Ryan Hall MS, CSCS, Wellness Coordinator
As a personal trainer one of the biggest issues I had with my clients was trying to get their nutrition under control. I would help them by steering them away from foods that would be detrimental to their goals and provide them with healthy substitutes and new ideas for meals. It never failed that I would have at least one client that would get the great idea of going on some crash diet that restricted what they could eat, when they could eat, what they could drink and how they should view food in general. When I would inform them about how food/calorie restriction can be have a serious negative effect on them, their answer would come back to, ”but it’s perfectly fine because Saturday is my cheat day.” Your WHAT!?! A day that you can eat whatever you want and not completely mess up everything that you have been working towards? Let’s think about this a little.
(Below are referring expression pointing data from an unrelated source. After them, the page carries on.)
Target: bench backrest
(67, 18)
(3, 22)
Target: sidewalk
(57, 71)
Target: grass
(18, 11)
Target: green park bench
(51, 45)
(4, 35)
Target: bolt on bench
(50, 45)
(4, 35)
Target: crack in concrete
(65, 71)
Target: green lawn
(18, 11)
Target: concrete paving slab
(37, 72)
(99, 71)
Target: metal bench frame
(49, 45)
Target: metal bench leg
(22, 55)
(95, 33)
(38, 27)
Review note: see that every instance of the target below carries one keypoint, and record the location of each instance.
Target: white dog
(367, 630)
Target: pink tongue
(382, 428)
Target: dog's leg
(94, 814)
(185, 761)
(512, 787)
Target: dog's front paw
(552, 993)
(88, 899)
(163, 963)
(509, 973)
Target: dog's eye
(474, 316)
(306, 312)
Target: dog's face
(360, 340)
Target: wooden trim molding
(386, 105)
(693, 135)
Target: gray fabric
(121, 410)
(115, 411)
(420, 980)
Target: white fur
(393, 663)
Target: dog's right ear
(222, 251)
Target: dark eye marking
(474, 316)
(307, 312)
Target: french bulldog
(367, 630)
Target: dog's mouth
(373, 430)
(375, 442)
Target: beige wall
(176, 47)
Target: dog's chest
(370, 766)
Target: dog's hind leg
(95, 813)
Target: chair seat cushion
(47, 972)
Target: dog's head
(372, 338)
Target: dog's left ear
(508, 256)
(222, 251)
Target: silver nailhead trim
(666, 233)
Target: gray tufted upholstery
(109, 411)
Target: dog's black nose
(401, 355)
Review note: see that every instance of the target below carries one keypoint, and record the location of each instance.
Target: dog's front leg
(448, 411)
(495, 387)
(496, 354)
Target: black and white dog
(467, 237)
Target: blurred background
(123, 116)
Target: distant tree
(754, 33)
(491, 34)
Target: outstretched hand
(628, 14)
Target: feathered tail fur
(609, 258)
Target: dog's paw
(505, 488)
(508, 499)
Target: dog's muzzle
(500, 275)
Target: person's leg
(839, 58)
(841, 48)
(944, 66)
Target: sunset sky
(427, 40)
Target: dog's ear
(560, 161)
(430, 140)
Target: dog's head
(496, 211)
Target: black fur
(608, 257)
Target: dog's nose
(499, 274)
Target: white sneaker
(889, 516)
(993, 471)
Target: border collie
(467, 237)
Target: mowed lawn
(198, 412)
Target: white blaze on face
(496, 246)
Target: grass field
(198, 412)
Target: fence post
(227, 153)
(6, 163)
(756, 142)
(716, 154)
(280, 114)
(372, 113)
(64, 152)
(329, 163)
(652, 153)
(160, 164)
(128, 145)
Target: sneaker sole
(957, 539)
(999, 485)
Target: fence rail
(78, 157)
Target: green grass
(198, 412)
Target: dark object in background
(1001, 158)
Whether this diet is the be-all-end-all or complete, well…you know, giving yourself an entire day to blow everything you’ve done doesn’t seem like the best idea, does it? This concept wouldn’t work out very well for someone trying to quit smoking; no cigarettes for an entire week and then you can suck ‘em down like they are the only thing keeping you alive for one day.
No matter what you are trying to do with your dietary changes, the biggest thing you are trying to do is break a habit that you have formed over years of eating a certain way. Just as if you were trying to quit smoking, it is a habit that needs to be broken. Letting yourself eat your body weight in pizza, cookies, chips, ice cream, hamburgers, French fries and don’t forget the Diet Coke (you are trying to watch your weight here) will NOT help you break the habits that you have formed. Cheat days will ruin what you are trying to do, period! Has anyone ever heard of the term moderation? Listen, if you are able to change around your diet for the better, you are eating more lean proteins, loading up on veggies and fruits, focusing on moderate amounts of healthy fats such as avocado and olive oil and eating appropriate amounts of healthy grains, go ahead and have that cookie. Just stop at one, not one box! Hey, you had a scoop of ice cream, good for you! It wasn’t the carton like it used to be. A slightly unhealthy treat every once in a while is fine, actually it can be good for you. Don’t believe me? Just think back to that first cheat day on your new diet plan and tell me that one cookie wouldn’t have been healthier than that gorge-fest that you went through. I’m not telling you to eat a piece of cake everyday to keep the doctor away, I’m just saying to not stress out so much over a little treat. Mentally, you’ll be stronger knowing that you can still bake your cake and eat it too.